Ce que raconte ce roman :

Malgré la déchéance alcoolisée dans laquelle il a sombré ces derniers temps, le Dr Kaikobad est en réalité un éminent scientifique, et émissaire des Djinns dans son temps libre. Son fils, Indelbed découvrira le passe-temps caché de son père après que celui-ci tombe dans un étrange coma. Au même temps il décèle l’énigme de l’origine de sa mère, qu’il n’a jamais vraiment connu. Après le passage mystérieux d’un autre émissaire des Djinns, la trace d’Indelbed se perd. Du coup, sa tante Juny et le fils de celle-ci, Rais, commencent à enquêter sur la disparition de ce cousin fade et timide dont ils connaissent en réalité très peu.

Farce chez les Djinns :

‘Djinn city’ est un livre curieux et bien sympa, porté par une imagination absolument débordante, qui se lit assez facilement malgré ses plus de 400 pages (500 dans la version française), mais pêche un petit peu du manque d’un sujet un peu plus profond, et d’un peu plus de travail sur les personnages. J’hésite à revendiquer le genre de réalisme magique pour ce livre car le côté littérature de jeunesse est un peu trop appuyé, dans le sens que la narration est largement basée sur le plot driven : L’intrigue est le moteur de l’action et les rebondissements (il y a des dizaines) sont imposés aux personnages sans qu’il y ait une vraie réflexion. On aurait vraiment souhaité un travail un peu plus character driven pour ce livre, avec une intrigue qui se déroule à partir des personnages et pas imposée à eux. Le matériel était tout fait pour, avec une bonne vingtaine des personnages assez marqués, chacun avec sa personnalité, ses ambitions et ses petites faiblesses.

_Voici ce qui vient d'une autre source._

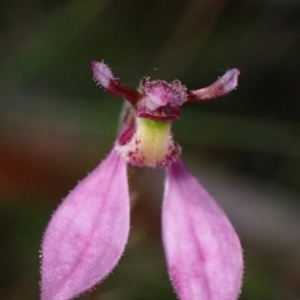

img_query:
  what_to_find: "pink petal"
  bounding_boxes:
[41,151,129,300]
[186,69,240,103]
[162,161,243,300]
[142,78,186,106]
[91,61,140,104]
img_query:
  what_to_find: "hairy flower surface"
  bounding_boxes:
[41,62,243,300]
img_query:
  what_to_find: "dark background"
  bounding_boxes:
[0,0,300,300]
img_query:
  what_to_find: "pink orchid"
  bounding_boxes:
[41,62,243,300]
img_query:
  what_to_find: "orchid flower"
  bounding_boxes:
[41,62,243,300]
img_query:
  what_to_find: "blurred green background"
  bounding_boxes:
[0,0,300,300]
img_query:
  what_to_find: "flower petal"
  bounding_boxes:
[185,69,240,104]
[162,161,243,300]
[41,151,129,300]
[91,61,140,104]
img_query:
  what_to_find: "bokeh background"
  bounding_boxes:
[0,0,300,300]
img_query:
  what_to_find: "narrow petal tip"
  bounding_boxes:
[91,61,116,91]
[186,69,240,104]
[91,61,140,105]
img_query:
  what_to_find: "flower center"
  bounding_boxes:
[116,117,180,167]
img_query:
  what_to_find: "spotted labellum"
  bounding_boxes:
[41,62,243,300]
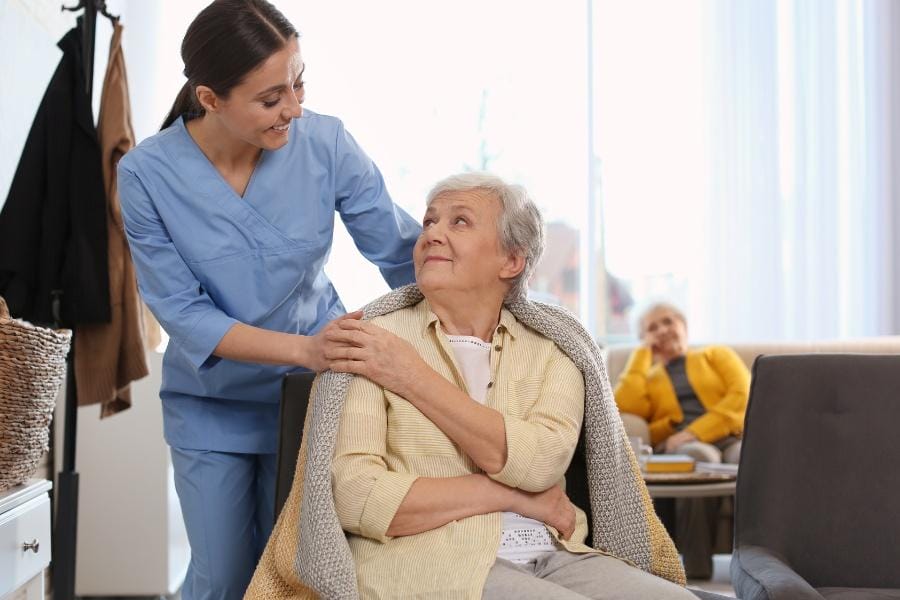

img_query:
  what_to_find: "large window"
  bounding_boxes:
[116,0,900,342]
[284,0,594,326]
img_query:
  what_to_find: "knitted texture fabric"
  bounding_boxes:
[244,285,685,600]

Mais malgré ces petits hics, le livre se dévore, notamment par son rythme soutenu et son storytelling fabuleux. L’univers flamboyant concocté par Saad Z. Hossain est original, solide et bien réfléchi, et fait cible même chez des lecteurs qui ne seront pas particulièrement intéressés aux mondes fantastiques. Car ici, toutes ces extravagances rocambolesques deviennent métaphore de l’être humain, ses misères et ses faiblesses. Les personnages ne sont jamais ni bons ni méchants, ils sont toujours pleins de nuances et facettes.

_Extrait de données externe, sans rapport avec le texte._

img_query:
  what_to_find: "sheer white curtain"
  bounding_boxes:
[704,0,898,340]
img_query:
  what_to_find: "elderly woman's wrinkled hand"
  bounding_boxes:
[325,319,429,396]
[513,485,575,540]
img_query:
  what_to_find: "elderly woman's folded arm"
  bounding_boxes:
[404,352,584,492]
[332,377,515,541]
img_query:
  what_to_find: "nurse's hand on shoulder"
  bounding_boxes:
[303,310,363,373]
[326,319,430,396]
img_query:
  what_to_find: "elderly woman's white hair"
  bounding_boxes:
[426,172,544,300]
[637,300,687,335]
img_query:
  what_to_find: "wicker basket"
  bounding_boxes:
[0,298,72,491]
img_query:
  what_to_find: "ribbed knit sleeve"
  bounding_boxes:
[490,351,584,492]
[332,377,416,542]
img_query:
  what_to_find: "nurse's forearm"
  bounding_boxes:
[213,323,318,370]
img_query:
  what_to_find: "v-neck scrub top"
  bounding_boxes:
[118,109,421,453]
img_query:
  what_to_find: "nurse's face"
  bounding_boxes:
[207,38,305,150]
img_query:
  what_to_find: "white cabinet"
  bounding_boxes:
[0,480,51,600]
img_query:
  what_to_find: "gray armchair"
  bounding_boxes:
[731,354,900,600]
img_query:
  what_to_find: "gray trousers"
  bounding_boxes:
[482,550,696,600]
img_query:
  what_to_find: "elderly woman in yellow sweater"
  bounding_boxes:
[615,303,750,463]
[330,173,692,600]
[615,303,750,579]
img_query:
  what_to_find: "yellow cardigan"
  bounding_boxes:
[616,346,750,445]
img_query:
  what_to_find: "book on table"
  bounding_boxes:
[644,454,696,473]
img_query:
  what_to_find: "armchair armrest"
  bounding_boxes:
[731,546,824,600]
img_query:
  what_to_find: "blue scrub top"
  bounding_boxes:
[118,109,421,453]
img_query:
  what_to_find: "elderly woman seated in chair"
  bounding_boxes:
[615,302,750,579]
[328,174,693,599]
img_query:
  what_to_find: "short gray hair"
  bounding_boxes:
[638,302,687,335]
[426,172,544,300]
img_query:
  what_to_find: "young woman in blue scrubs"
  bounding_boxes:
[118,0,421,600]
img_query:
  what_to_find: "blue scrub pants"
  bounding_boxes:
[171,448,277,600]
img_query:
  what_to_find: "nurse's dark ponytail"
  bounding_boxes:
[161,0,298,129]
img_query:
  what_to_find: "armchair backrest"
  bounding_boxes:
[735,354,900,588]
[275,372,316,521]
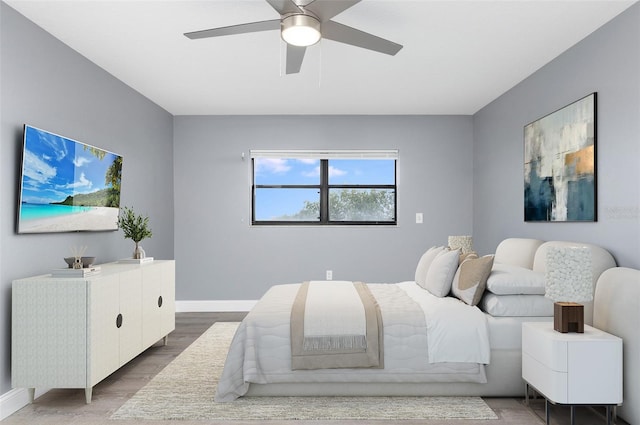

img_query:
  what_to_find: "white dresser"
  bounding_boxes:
[522,322,622,423]
[11,260,175,403]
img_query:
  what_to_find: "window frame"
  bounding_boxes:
[251,150,398,226]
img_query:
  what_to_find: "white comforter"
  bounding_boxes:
[215,282,490,401]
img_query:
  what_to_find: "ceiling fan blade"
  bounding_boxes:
[184,19,280,40]
[267,0,302,15]
[322,21,402,56]
[287,44,307,74]
[304,0,362,22]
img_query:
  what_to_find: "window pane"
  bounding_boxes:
[329,159,396,185]
[253,158,320,185]
[255,188,320,221]
[329,189,396,221]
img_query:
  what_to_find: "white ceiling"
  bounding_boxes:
[3,0,635,115]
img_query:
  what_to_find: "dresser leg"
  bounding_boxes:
[570,404,576,425]
[607,404,618,425]
[544,398,551,425]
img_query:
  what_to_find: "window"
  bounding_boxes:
[251,150,398,225]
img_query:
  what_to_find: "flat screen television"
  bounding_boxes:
[17,125,122,233]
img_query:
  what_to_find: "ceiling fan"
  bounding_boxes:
[184,0,402,74]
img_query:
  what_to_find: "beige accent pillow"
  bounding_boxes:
[415,246,446,289]
[458,251,478,265]
[451,255,493,305]
[424,249,460,298]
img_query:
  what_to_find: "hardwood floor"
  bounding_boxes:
[2,313,625,425]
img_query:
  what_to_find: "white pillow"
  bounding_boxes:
[487,263,545,295]
[480,292,553,317]
[424,249,460,297]
[416,246,445,289]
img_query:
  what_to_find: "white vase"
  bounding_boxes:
[133,242,147,260]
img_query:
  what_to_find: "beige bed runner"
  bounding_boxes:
[291,281,384,370]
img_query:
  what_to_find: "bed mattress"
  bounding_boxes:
[216,282,490,401]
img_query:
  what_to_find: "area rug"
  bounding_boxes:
[111,323,498,420]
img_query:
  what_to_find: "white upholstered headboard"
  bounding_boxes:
[593,267,640,424]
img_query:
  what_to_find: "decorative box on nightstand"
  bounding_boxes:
[522,322,622,424]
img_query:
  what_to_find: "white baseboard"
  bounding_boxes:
[0,388,49,421]
[176,300,257,313]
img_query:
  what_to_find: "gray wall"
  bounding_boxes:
[174,116,472,300]
[473,4,640,268]
[0,3,174,394]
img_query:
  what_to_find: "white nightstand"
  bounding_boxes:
[522,322,622,424]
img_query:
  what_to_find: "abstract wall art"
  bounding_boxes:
[524,93,597,222]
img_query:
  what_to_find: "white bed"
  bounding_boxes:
[216,239,615,401]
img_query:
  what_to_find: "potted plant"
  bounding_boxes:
[118,207,152,259]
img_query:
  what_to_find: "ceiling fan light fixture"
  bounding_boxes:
[281,15,321,47]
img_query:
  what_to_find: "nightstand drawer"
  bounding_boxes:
[522,353,569,403]
[522,322,622,405]
[522,323,568,372]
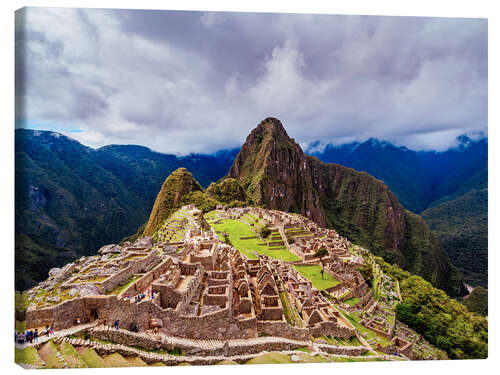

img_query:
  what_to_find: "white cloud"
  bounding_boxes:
[16,8,487,153]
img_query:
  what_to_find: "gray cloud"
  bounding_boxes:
[16,8,488,154]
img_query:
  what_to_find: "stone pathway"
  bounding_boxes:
[15,323,97,349]
[59,337,401,365]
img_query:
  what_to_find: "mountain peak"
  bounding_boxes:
[228,117,326,225]
[255,117,288,137]
[144,168,203,236]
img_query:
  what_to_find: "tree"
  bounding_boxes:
[259,225,271,238]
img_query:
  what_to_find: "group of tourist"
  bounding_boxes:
[14,325,54,344]
[134,289,156,303]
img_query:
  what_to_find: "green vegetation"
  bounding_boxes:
[293,265,339,290]
[206,216,299,261]
[366,256,488,359]
[206,178,248,205]
[108,275,142,295]
[216,359,239,365]
[81,348,106,368]
[463,286,488,316]
[228,118,461,295]
[60,342,87,368]
[259,226,271,238]
[422,188,488,287]
[396,276,488,359]
[14,346,43,367]
[344,297,359,306]
[144,168,203,236]
[15,129,238,291]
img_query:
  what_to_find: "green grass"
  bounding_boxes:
[107,275,142,295]
[14,346,43,367]
[60,342,87,368]
[81,349,106,368]
[293,265,339,290]
[102,353,131,367]
[338,309,389,346]
[206,219,299,261]
[216,359,238,365]
[344,297,359,306]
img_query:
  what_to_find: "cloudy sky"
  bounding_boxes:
[16,8,488,154]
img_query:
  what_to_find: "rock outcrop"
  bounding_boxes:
[228,118,460,294]
[143,168,203,236]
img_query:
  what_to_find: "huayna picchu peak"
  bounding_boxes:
[228,118,463,295]
[16,118,487,368]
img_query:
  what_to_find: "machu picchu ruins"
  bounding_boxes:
[16,204,442,367]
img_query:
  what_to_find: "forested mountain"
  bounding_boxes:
[16,125,487,289]
[309,136,488,287]
[15,129,237,290]
[306,136,488,213]
[228,118,463,295]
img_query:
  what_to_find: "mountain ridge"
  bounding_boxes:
[228,118,462,294]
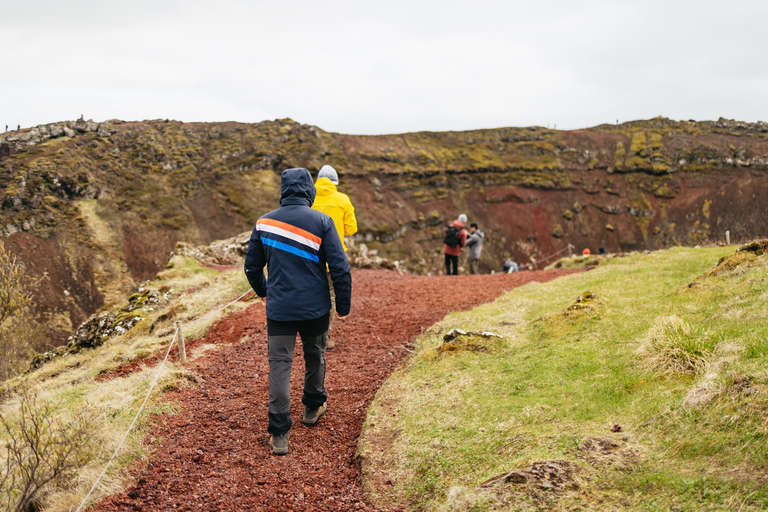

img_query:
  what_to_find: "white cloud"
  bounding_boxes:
[0,0,768,133]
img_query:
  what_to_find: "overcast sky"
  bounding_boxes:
[0,0,768,134]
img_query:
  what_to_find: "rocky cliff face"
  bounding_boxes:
[0,114,768,341]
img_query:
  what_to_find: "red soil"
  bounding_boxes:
[93,270,574,512]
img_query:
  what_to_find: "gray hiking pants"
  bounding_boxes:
[267,315,328,434]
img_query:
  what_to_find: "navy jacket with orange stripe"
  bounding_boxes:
[245,168,352,322]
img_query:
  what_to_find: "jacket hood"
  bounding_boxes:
[280,167,317,206]
[315,178,336,196]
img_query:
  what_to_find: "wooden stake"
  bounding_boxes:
[176,320,187,363]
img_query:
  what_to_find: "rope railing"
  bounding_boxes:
[75,290,253,512]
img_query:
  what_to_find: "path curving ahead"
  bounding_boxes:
[92,270,574,512]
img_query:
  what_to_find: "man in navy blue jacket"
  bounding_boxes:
[245,168,352,455]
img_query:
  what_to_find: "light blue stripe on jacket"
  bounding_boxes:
[261,236,320,262]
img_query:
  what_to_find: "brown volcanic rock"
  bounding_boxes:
[93,270,584,512]
[0,118,768,337]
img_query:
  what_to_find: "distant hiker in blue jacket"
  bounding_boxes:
[245,168,352,455]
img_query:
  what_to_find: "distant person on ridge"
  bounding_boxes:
[312,165,357,350]
[443,213,467,276]
[467,222,485,274]
[245,168,352,455]
[504,258,518,274]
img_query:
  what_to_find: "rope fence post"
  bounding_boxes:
[176,320,187,363]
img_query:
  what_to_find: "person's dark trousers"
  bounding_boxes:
[445,254,459,276]
[267,314,328,435]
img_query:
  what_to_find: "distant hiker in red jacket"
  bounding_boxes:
[443,213,467,276]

Génétique, politique, écologie, histoire, les sujets et thématiques sont très divers, et il y a aussi un foisonnement constant des situations abracadabrantes. Champs de force magiques, portails vers un autre temps et dimension, gros engins volants, découvertes génétiques ahurissantes, cités mythiques disparues, prisons mentales, larves de dragon… Oui, c’est très loufoque, mais malgré toute cette bizarrerie, le roman s’encre fondamentalement dans un univers réel, peuplé par des humains mais aussi par des djinns. C’est ce mélange entre un quotidien assez réel et l’univers absolument fantastique décrit par l’auteur, ce qui fait tout le charme de ce roman unique.

A la façon des dieux de la mythologie grecque, les djinns, créatures fantastiques de la mythologie arabe, sont réinterprètes dans ‘Djinn city’ comme des êtres égotistes, capricieux et plus humains que les humains. Ils sont hauts en couleur, colériques et très enclins aux emportements. Même si le drame n’est jamais pas loin, tout ce terrain est fertile pour la farce, le satyre, et un humour au cynisme désopilant. L’univers de ces Djinns est régi par des étranges codes sociaux et par des obscures bureaucraties, visiblement d’importance capitale. La politique chez les Djinns est aussi très riche et amusante, avec des divisions marquées, surtout par les prises de position par rapport à l’origine des Djnns.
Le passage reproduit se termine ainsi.